L’enfant face à la maladie

L'apparition ou la découverte chez l'enfant de certaines maladies chroniques (diabète, mucoviscidose, rhumatisme inflammatoire, contamination par le virus H.I.V., etc.) très difficiles à guérir dans l'état actuel de la médecine est susceptible de perturber profondément les relations familiales. L'enfant atteint d'une telle maladie peut souvent continuer à mener une vie quotidienne assez proche de celle des autres enfants, mais cependant au prix de nombreuses contraintes. Il a encore davantage besoin de vous. Sa maladie est une épreuve pour les parents, qui doivent plus que ne jamais s'épauler et apprendre à partager les efforts. Il ne faut surtout pas que l'enfant ait le sentiment qu'il devient, du fait de ses problèmes de santé, un poids insupportable pour ses parents, voire un sujet de discorde. Pour lui apprendre à vivre avec sa maladie, vous devez vous-même accepté cette réalité. Essayez de ne pas étouffer la personnalité de l'enfant par un désir excessif de le protéger.
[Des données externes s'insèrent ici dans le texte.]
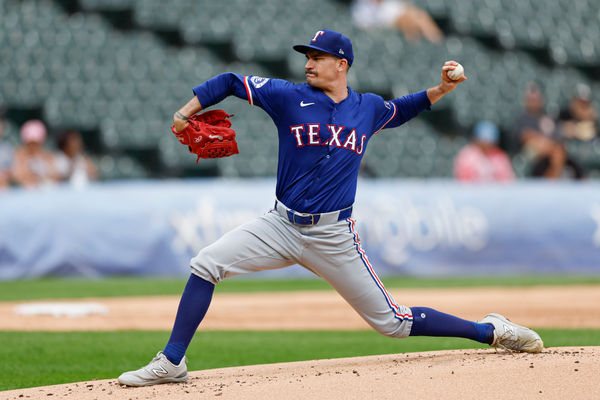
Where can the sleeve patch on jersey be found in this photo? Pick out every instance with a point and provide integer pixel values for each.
(258, 81)
(248, 91)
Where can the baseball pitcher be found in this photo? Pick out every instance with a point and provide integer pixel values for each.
(323, 127)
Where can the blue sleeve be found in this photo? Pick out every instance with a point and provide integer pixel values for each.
(390, 114)
(259, 91)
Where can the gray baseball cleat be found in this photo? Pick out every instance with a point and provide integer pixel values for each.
(513, 337)
(159, 370)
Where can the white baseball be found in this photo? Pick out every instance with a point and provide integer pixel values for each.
(457, 73)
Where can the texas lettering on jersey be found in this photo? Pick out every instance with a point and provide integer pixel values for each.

N'oubliez pas que vous n'êtes pas seuls dans cette lutte de tous les jours. L'équipe médicale spécialisée qui s'occupe de votre enfant est à vos côtés. Les associations de parents d'enfants atteints de la même maladie peuvent aussi vous apporter une aide précieuse, sur les plans moral, juridique et financier. Cependant, votre meilleur soutien reste votre enfant, qui, le plus souvent, fait preuve, face aux souffrances et aux contraintes qui sont les siennes, d'une remarquable faculté d'adaptation et d'une grande vitalité.